News Brief

L.A.'s Urban Farming Ordinances Lack Cohesion

A new guide tries to make sense of city ordinances so more can build chicken coops in Hollywood and grow veggies in Pasadena.

Urban Farming Sites in L.A. County

As part of their assessment, students mapped all the community gardens, nurseries, school gardens, and farms in Los Angeles, revealing denser cities are more likely to have higher concentrations of formal urban agriculture sites.

Source: Cultivate L.A.

Students from the University of California–Los Angeles (UCLA), have mapped the location of more than 1,200 formal urban agriculture sites and deciphered ordinances and regulations from L.A.’s 88 cities, hoping to foster the burgeoning urban agriculture movement in their county. Their assessment—available on the website Cultivate L.A.—is the first tool of its kind, showing whether chickens are allowed in Hollywood or goats in Beverly Hills.

Researchers found 87% of L.A.’s cities regulate animal farming, and only 25% regulate fruits, vegetables, and other flora, but lack of regulation wasn’t the only problem, according to the report: varying terminology or conflicts with zoning regulations often make ordinances hard to interpret.
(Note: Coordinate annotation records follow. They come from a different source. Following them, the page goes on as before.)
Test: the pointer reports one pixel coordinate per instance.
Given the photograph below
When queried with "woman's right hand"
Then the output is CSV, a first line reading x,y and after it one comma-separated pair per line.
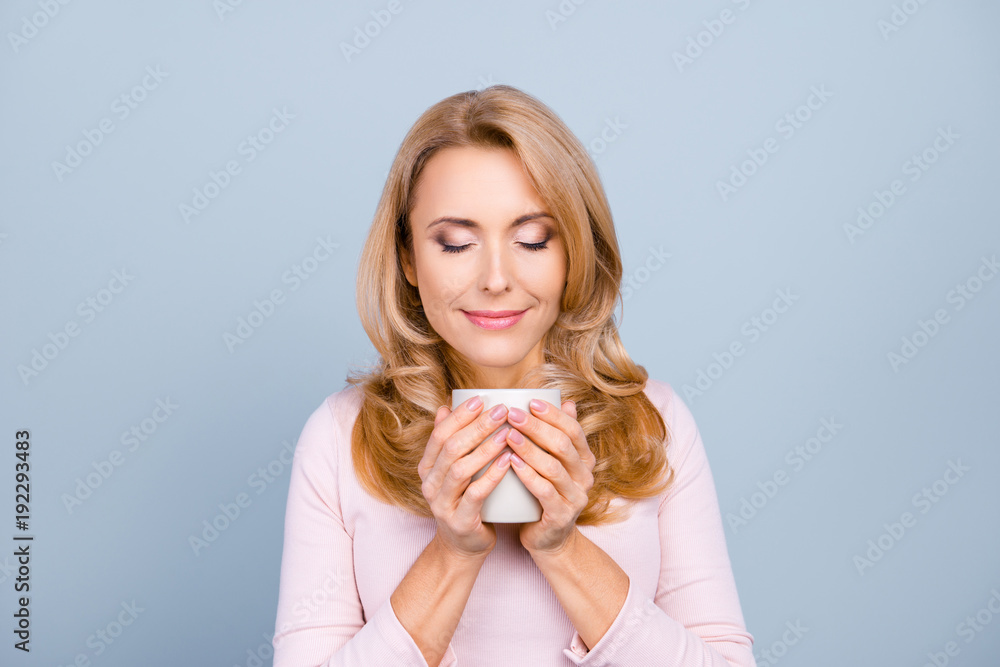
x,y
452,456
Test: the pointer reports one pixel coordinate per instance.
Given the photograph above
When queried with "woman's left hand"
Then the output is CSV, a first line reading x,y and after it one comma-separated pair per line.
x,y
555,463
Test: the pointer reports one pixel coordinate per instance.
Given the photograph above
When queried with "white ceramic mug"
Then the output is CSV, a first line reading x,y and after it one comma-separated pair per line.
x,y
510,501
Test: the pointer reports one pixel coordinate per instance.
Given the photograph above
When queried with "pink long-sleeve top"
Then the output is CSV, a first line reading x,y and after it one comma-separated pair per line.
x,y
345,552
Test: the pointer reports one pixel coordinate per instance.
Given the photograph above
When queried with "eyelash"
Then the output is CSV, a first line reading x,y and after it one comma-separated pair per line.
x,y
534,247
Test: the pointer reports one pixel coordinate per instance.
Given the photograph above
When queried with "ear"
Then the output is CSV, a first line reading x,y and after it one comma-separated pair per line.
x,y
408,270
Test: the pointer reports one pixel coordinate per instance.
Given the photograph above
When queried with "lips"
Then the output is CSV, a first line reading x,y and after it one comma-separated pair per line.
x,y
494,319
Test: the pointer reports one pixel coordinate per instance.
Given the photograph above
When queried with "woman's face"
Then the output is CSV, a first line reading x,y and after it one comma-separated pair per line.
x,y
484,247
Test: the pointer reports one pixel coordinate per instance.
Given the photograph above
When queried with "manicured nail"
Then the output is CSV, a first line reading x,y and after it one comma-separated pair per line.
x,y
503,460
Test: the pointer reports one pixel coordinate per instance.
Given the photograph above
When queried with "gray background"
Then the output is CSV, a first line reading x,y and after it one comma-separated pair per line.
x,y
681,129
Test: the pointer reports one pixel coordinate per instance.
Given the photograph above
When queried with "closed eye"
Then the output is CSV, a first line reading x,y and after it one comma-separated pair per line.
x,y
534,247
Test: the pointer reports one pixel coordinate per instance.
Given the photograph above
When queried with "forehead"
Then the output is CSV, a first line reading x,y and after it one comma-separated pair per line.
x,y
474,178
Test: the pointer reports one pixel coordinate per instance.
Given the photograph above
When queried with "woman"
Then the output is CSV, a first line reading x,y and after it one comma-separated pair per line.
x,y
492,261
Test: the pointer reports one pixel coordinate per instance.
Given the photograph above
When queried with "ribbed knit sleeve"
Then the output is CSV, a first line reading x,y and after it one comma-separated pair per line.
x,y
695,619
320,620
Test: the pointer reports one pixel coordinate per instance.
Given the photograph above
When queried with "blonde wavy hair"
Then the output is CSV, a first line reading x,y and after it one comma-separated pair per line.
x,y
584,357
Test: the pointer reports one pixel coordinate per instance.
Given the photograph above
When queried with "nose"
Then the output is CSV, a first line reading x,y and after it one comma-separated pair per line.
x,y
496,273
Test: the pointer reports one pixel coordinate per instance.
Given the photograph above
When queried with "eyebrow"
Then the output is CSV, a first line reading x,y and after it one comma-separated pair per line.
x,y
472,224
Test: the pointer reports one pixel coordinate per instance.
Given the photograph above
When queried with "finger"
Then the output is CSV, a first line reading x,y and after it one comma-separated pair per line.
x,y
556,432
444,427
545,465
559,505
463,441
459,476
470,506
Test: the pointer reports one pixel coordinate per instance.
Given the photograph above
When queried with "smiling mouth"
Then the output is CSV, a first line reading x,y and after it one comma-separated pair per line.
x,y
494,319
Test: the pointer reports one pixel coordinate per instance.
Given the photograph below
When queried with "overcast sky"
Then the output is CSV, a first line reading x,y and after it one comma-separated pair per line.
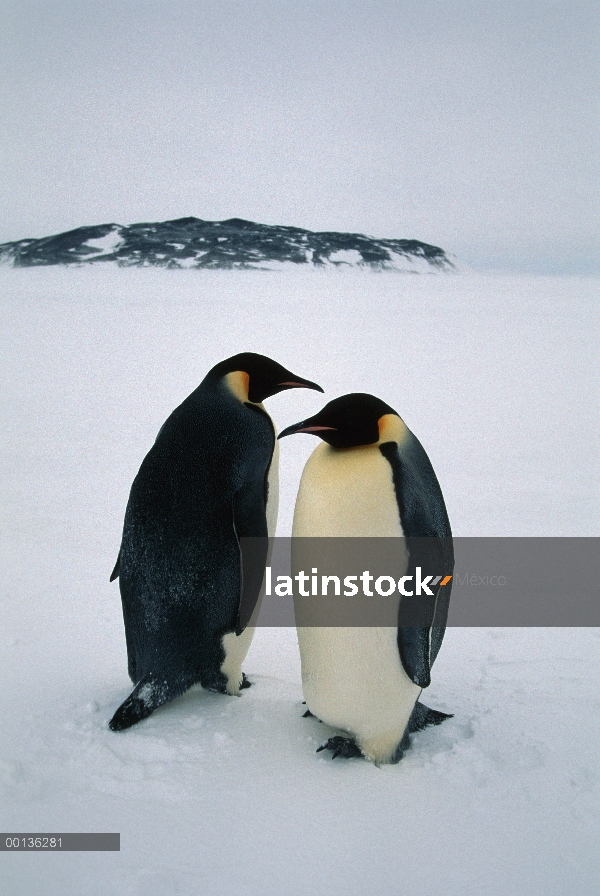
x,y
469,125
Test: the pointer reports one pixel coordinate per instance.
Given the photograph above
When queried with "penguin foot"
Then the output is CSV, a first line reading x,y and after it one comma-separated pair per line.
x,y
341,746
422,716
147,696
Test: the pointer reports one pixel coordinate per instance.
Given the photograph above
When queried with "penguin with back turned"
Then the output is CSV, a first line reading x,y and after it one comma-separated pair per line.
x,y
209,480
371,477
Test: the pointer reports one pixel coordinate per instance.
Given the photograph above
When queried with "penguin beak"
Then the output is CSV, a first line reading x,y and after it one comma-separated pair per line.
x,y
301,384
302,427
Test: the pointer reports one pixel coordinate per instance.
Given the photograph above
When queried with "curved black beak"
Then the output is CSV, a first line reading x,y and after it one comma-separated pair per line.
x,y
305,426
297,383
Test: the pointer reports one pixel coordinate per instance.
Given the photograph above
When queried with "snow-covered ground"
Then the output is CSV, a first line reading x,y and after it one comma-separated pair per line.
x,y
227,796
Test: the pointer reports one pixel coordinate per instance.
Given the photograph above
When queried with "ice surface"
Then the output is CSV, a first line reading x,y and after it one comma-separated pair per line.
x,y
224,795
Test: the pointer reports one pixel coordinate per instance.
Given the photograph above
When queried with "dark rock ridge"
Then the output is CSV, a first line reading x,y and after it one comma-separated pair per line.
x,y
193,243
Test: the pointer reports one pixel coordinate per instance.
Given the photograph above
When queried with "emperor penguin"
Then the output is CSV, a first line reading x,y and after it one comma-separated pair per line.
x,y
371,477
209,480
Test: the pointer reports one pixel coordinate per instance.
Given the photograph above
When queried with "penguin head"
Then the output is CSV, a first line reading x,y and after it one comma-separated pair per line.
x,y
347,422
262,376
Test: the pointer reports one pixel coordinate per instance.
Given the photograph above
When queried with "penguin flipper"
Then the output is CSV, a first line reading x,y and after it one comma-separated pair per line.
x,y
250,522
116,571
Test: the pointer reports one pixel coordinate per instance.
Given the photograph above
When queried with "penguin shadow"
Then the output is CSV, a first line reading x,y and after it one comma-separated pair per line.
x,y
425,742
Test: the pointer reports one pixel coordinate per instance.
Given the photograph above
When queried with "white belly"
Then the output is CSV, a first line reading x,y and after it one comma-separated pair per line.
x,y
353,678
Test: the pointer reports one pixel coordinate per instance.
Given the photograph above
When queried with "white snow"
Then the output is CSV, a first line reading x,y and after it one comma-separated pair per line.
x,y
224,795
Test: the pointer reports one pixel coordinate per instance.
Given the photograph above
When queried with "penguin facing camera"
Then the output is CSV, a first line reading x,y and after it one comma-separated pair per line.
x,y
371,477
209,480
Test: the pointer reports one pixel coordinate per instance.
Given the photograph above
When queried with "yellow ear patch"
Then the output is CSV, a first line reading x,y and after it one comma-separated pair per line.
x,y
392,429
238,382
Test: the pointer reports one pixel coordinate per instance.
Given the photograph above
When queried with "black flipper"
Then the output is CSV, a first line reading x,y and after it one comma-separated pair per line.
x,y
249,506
148,695
115,573
429,541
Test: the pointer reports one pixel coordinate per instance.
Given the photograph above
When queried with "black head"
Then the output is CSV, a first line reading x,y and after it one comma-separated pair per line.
x,y
346,422
265,377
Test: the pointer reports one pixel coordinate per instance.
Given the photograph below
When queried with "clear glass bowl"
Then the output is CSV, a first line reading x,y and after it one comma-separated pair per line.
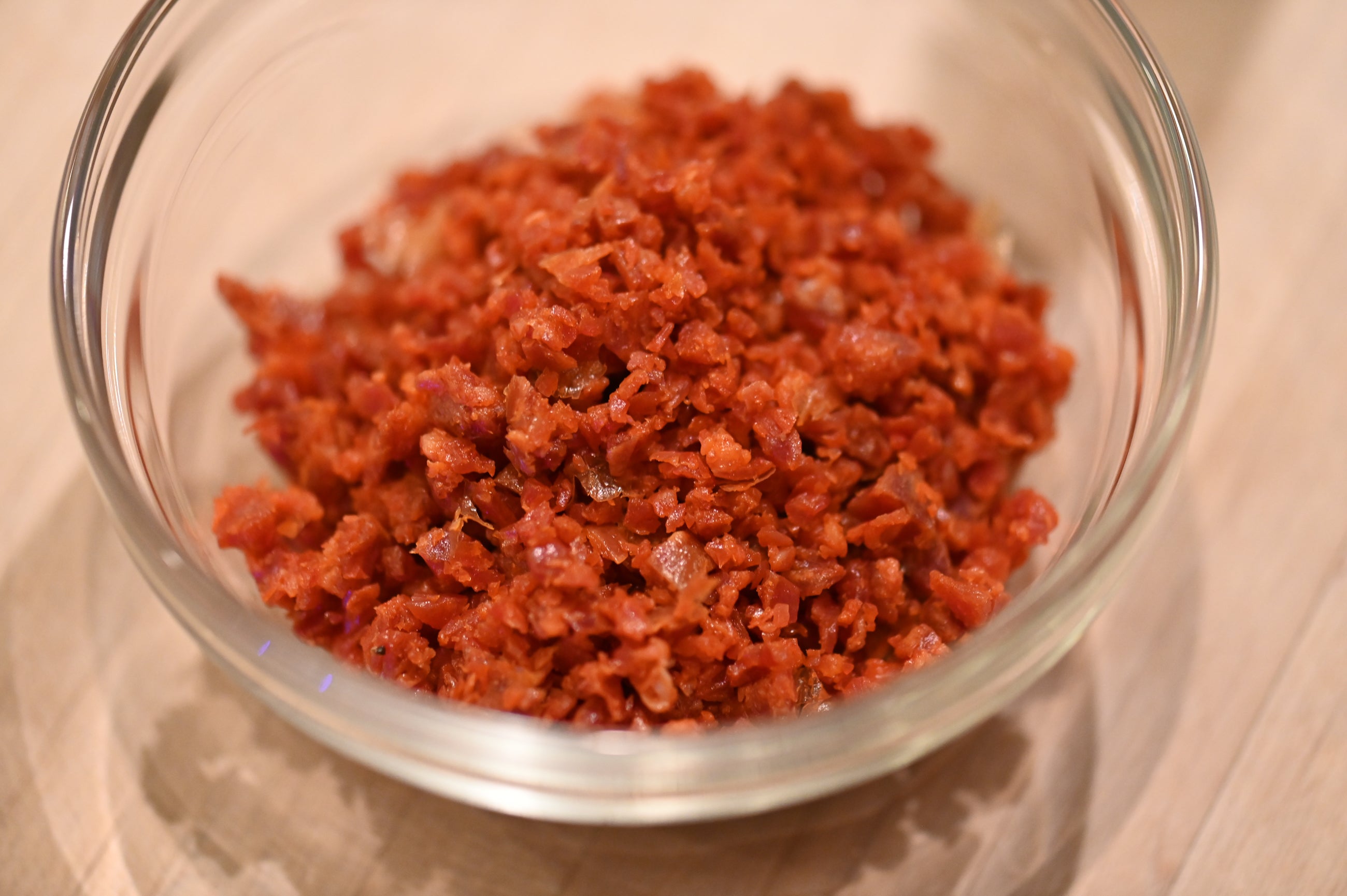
x,y
237,135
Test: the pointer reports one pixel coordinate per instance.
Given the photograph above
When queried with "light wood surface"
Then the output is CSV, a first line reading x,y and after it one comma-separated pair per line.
x,y
1195,743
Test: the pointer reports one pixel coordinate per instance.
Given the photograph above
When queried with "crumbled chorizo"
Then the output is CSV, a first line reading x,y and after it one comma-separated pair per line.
x,y
702,409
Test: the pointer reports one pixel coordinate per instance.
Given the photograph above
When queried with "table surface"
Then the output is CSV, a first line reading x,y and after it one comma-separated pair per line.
x,y
1194,743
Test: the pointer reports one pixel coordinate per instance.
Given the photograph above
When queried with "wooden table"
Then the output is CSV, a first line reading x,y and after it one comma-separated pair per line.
x,y
1195,743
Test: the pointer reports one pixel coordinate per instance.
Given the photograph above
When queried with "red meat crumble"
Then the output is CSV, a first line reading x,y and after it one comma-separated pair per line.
x,y
704,409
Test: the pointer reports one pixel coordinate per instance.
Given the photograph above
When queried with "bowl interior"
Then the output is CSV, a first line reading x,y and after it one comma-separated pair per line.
x,y
250,131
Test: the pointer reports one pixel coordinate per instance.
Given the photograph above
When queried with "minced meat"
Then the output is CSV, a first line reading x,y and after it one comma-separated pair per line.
x,y
699,409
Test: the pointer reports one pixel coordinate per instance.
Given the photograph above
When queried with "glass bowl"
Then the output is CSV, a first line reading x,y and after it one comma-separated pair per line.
x,y
239,135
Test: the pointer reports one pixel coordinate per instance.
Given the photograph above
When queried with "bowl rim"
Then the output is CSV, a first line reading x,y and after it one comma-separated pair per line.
x,y
405,735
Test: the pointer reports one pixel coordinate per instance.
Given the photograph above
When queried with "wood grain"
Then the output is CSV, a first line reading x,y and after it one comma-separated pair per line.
x,y
1195,742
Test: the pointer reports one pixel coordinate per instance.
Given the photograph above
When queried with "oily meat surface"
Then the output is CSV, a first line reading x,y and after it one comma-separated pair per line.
x,y
702,409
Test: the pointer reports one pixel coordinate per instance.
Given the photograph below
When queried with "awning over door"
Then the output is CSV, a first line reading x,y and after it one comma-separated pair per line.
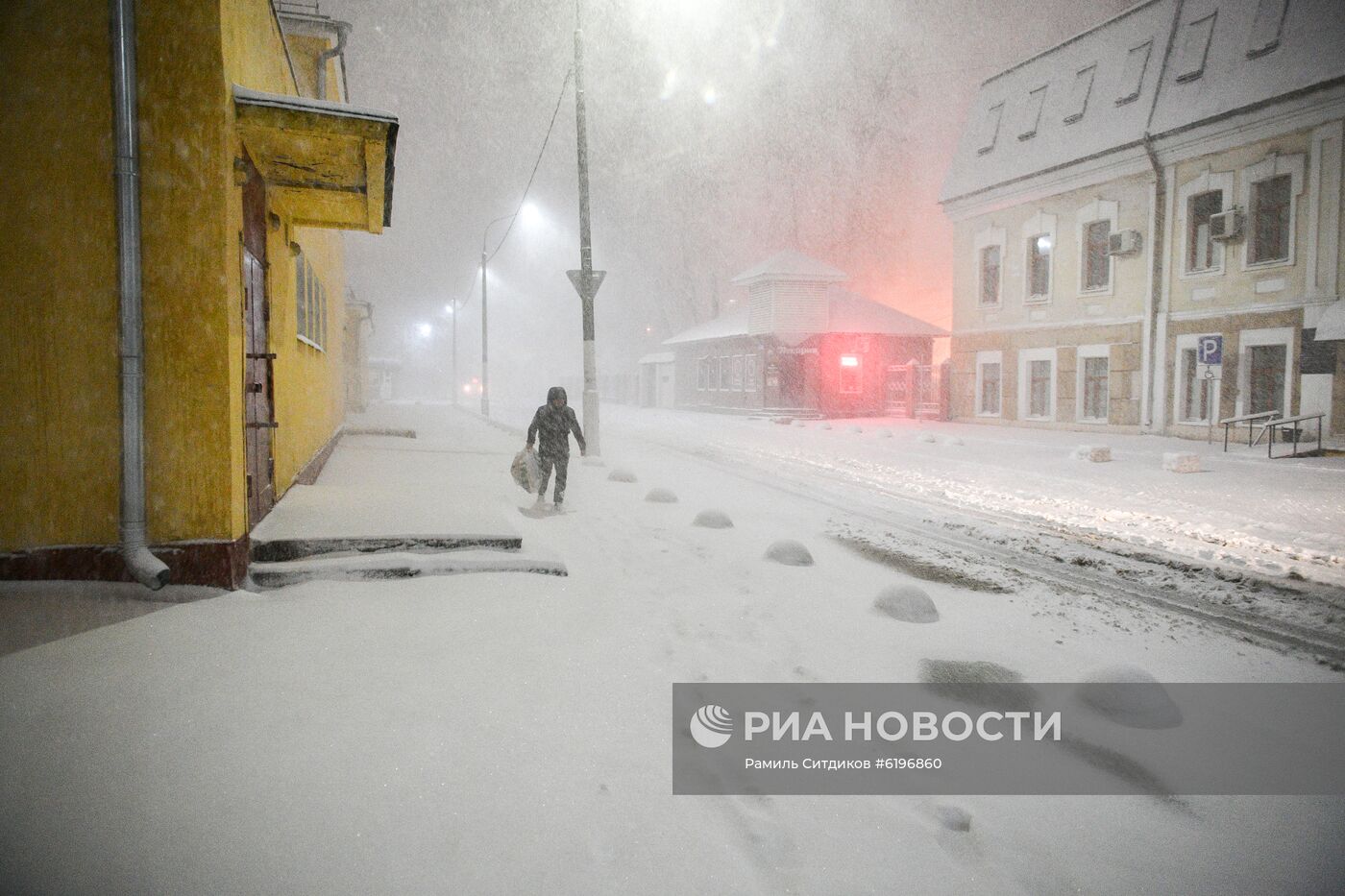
x,y
1332,323
327,163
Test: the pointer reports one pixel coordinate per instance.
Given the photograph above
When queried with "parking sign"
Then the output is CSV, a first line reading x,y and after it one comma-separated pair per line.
x,y
1210,350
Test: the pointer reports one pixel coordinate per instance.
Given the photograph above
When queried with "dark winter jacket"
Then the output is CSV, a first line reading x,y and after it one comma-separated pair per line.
x,y
554,426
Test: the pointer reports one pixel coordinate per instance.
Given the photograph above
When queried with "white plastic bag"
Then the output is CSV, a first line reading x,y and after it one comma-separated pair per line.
x,y
526,472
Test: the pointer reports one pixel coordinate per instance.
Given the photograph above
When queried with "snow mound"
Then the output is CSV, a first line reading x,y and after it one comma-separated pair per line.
x,y
713,520
978,682
1130,695
1181,462
951,817
1096,453
907,603
790,553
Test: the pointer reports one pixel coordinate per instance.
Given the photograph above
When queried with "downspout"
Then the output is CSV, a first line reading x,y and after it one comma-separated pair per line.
x,y
1154,304
143,566
342,33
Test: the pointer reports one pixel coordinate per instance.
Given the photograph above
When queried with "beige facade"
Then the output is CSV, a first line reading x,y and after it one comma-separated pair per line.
x,y
1213,170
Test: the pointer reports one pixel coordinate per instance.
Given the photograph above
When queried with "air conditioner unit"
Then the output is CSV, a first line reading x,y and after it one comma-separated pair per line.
x,y
1227,225
1125,242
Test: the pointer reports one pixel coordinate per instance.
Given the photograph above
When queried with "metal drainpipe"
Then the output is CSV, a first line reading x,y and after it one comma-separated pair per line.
x,y
342,33
143,566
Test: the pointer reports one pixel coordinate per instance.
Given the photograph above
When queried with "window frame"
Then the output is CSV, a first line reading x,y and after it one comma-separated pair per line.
x,y
1082,355
1206,182
1096,210
1039,225
1273,166
985,358
986,238
1247,339
1025,358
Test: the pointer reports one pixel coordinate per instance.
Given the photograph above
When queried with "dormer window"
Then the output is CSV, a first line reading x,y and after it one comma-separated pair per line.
x,y
1267,27
1194,47
1032,113
989,130
1133,77
1079,91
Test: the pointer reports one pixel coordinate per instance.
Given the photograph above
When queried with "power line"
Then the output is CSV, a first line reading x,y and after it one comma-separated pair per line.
x,y
535,164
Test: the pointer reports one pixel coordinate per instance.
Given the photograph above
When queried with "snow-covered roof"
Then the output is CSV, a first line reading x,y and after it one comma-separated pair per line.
x,y
1145,71
1255,53
1024,120
248,97
730,323
851,312
790,264
847,312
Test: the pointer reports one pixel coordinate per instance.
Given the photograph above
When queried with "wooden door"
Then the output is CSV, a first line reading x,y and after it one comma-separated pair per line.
x,y
258,393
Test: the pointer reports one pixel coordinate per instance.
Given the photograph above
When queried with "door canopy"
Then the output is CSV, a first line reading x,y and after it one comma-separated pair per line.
x,y
329,164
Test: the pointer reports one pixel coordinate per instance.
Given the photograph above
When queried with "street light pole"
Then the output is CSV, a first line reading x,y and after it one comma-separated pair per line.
x,y
585,280
486,392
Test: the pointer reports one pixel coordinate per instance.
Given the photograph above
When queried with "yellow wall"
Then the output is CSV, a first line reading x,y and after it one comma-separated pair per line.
x,y
58,348
58,262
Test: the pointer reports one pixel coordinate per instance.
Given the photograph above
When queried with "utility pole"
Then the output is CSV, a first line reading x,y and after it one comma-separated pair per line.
x,y
486,392
585,280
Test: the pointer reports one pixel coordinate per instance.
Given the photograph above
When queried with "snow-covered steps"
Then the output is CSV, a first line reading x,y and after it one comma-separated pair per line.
x,y
399,566
281,549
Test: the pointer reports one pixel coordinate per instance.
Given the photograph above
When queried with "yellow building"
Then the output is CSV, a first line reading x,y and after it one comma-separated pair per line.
x,y
1147,225
245,164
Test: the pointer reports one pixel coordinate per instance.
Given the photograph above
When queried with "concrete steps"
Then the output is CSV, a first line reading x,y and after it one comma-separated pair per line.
x,y
374,566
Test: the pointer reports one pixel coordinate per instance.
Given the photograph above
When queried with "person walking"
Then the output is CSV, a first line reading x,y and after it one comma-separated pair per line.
x,y
550,429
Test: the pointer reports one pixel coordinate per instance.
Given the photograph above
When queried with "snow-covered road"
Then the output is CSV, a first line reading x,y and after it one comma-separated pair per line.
x,y
510,732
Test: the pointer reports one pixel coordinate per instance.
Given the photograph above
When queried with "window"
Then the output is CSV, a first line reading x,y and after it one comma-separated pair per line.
x,y
1078,103
300,295
1095,373
1096,261
1267,378
1194,47
1266,27
1270,221
1039,240
1039,388
1203,254
1032,113
988,388
851,376
1133,76
1194,389
1039,267
309,304
990,276
1038,383
989,130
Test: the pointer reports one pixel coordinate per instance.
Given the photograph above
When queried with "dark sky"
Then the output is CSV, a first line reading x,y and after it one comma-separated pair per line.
x,y
720,131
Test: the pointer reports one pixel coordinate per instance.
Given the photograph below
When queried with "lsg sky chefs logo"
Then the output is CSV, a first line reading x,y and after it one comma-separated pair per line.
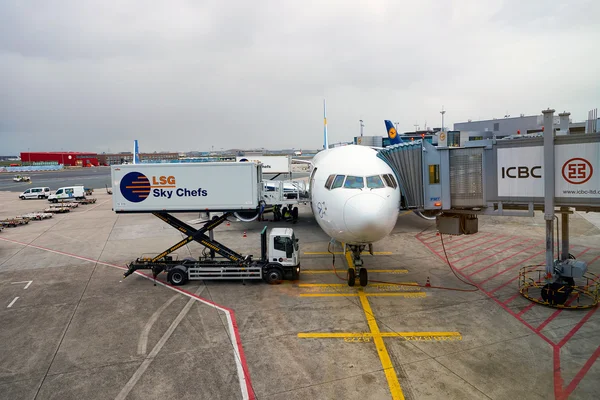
x,y
136,187
577,171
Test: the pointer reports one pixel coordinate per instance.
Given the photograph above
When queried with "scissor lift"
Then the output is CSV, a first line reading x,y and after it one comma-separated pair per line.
x,y
272,267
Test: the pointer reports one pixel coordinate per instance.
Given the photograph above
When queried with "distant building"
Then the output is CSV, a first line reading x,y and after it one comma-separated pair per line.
x,y
505,126
122,158
68,158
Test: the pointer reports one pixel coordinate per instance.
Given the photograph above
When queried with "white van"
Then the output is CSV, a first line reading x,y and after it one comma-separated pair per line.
x,y
67,193
35,193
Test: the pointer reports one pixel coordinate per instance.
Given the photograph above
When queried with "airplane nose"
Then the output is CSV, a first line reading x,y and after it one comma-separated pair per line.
x,y
370,217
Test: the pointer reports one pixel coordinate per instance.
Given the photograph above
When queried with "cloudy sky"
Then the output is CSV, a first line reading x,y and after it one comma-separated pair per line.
x,y
185,75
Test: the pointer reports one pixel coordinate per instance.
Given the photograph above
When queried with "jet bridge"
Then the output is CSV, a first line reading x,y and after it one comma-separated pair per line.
x,y
507,177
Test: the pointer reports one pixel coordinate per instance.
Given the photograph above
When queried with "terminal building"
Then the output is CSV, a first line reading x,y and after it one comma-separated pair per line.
x,y
498,128
123,158
67,158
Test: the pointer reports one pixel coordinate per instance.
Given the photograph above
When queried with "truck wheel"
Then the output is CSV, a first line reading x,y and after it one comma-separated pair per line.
x,y
177,276
274,276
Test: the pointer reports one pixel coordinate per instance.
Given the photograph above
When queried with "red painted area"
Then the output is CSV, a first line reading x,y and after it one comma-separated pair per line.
x,y
225,309
561,392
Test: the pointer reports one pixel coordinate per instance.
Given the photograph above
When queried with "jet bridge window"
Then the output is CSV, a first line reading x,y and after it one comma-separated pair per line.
x,y
434,174
338,181
329,181
390,181
374,182
354,182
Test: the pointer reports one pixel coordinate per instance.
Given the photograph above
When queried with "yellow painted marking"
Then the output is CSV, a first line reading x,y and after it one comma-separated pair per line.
x,y
404,335
345,284
384,357
371,271
386,362
322,253
397,294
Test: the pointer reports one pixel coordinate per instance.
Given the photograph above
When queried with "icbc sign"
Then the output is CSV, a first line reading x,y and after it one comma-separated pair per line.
x,y
577,171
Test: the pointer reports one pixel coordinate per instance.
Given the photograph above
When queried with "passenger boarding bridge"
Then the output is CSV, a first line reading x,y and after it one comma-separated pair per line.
x,y
507,177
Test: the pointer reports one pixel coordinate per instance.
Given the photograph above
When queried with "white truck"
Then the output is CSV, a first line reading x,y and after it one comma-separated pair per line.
x,y
67,193
235,187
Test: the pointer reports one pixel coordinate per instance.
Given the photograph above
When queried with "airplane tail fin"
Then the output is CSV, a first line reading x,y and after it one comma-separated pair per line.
x,y
136,152
392,134
325,138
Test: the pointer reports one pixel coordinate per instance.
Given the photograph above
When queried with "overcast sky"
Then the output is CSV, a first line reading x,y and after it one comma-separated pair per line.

The researchers developed a regulation reference chart summarizing permitted and prohibited uses in each city and recommend that policymakers adopt universal definitions and take a cohesive stance on agricultural policy for further clarity.

The assessment also includes a comprehensive map of the county’s formal urban agriculture sites. School gardens make up the majority of L.A. County’s urban agriculture activity, numbering 761 sites, while community gardens top 100. The inventory has already attracted advocates like the Los Angeles Food Policy Council, which aims to create a more seamless infrastructure and support system for urban agriculture, and the UCLA Cooperative Extension, which hopes to develop more targeted education programs.

“Much of the existing discussion and promotion of urban agriculture has focused on the qualitative benefits and ambitions of the movement,” said Carol Goldstein, a lecturer in urban planning at UCLA. This study offers quantitative data that could guide urban agriculture efforts across the country.